President Donald Trump’s war with Iran is benefiting Russian President Vladimir Putin, even though Putin in theory could and should do much more to protect his Iranian allies.
“Holding Moscow back are the Kremlin’s ongoing negotiations with the Trump administration to end the war in Ukraine,” wrote Foreign Affairs' Alexander Gabuev, Nicole Grajewski, Sergey Vakulenko on Monday. “The Russian leadership hopes to reap benefits from this performative process, at least in terms of limiting U.S. support for Ukraine and slowing the rollout of new sanctions targeting Russia.”
They added, “Under these circumstances, the Kremlin can’t afford to provide stronger, more visible support for Iran.”
This is not to say that Russia’s seeming impotence in the face of a US invasion of its ally is entirely due to Putin's attempts to manipulate Trump. Instead it is “in keeping with a familiar pattern: when Russia’s friends are in need, Moscow issues strongly worded statements and does little else.” They listed as examples Russia’s refusal to intervene in the Armenia-Azerbaijan war of 2023, its refusal to assist Syrian dictator Bashar al-Assad against rebels in 2024 and its refusal to interfere when the US abducted Venezuelan President Nicolás Maduro in 2025. On each occasion, an ostensible Russian ally was left to hang out to dry.
At the same time, “the current war in Iran has unintended consequences that benefit Russia. As the war drags on, the price of energy will likely continue to rise, which will help Moscow earn additional revenue and address a ballooning budget deficit resulting from its war in Ukraine,” Foreign Affairs wrote. In terms of its relationship with the United States, “the war in Iran is yet another distraction for the United States, diverting precious resources and bandwidth that Washington might otherwise have allocated to its European partners and Ukraine. Russia may be unable to protect its partners, but it is still skillful in adapting to strategic failures and reaping important tactical gains from them.”
Additionally, even though Russia is not providing Iran with direct military assistance that could literally prove life-saving, it may be offering secretive assistance in other ways that fly under the radar of the US and do not in other ways disrupt Putin’s other geopolitical goals.
“To be sure, Russia may well be providing assistance that is harder to observe than a weapons shipment, such as offering access to space-based intelligence, surveillance, and reconnaissance that could improve Iranian targeting,” Foreign Affairs wrote. “Such assistance leaves fewer visible traces than transfers of aircraft or missile batteries, which makes it harder to track and easier to deny, but it is still consequential. Some U.S. administration officials have concluded that Moscow is clandestinely engaged in these activities, as The Washington Post recently reported.”

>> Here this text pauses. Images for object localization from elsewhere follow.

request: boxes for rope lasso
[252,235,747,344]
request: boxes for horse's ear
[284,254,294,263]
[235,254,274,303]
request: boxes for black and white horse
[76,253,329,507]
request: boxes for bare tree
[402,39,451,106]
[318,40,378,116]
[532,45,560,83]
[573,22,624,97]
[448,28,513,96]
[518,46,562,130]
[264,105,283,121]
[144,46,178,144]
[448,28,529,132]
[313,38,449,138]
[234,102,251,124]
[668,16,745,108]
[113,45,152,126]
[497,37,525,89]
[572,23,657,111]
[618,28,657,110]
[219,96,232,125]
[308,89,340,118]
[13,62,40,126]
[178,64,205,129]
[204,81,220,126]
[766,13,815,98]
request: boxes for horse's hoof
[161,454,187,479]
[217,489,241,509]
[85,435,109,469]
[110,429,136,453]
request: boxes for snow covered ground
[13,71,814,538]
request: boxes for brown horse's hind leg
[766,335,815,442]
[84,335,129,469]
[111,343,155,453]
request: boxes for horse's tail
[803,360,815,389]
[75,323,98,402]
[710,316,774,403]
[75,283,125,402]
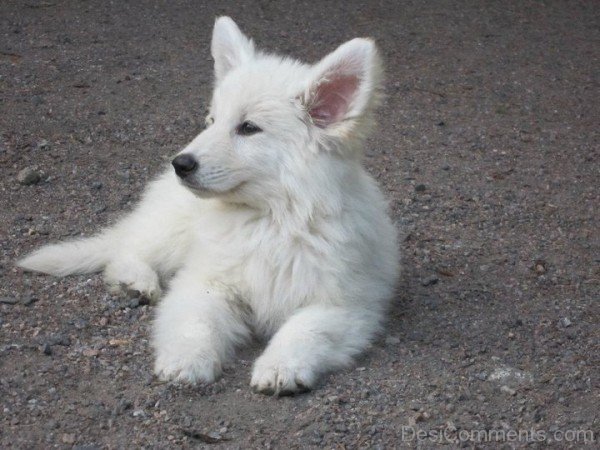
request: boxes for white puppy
[19,17,399,395]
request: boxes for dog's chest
[190,207,327,330]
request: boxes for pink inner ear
[309,74,359,128]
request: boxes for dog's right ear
[211,17,255,83]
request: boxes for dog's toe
[125,284,161,303]
[154,355,220,384]
[250,359,315,396]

They added, “The exact scale and depth of this effort is difficult to estimate at this point, but its impact surely pales in comparison to the multiyear, U.S.-led intelligence assistance program that enabled Ukrainian armed forces to kill thousands of Russian soldiers since the start of the full-scale invasion in 2022.”
This is not the only wrinkle in the longtime relationship between Trump and Putin. Earlier in March, Reuters reported “when President Donald Trump returned to the White House last year, some Russian hardliners were cautiously optimistic, hoping his unpredictability and transactional nature might benefit Moscow on Ukraine. But his attack on Iran means many now see him as a growing threat to Russia itself and are questioning if Trump is the pragmatic, potentially pro-Moscow strongman ready to deal in realpolitik that they thought he was.”
Indeed, nationalist oligarch and Kremlin insider Konstantin Malofeyev told Reuters that “the unprincipled United States is a threat to the entire world. This is the United States we are trying to negotiate with regarding Ukraine. Yes, it wants a weak Europe. But it also wants a weak Russia."
Similarly, The Atlantic published a February article in which senior fellow at the Council on Foreign Relations Thomas Graham and former Moscow correspondent for The Wall Street Journal Allan Cullison wrote that with Trump “dismantling the order that Putin had so long abhorred,” he believed he would benefit. “Putin had thought he could rise to the top of such a system, in which raw economic and military might outweigh diplomacy and alliances. But he was mistaken: The norms and institutions of the post-War order actually masked Russia's vulnerabilities. Putin has gotten the world he wished for — and it's threatening to crush him."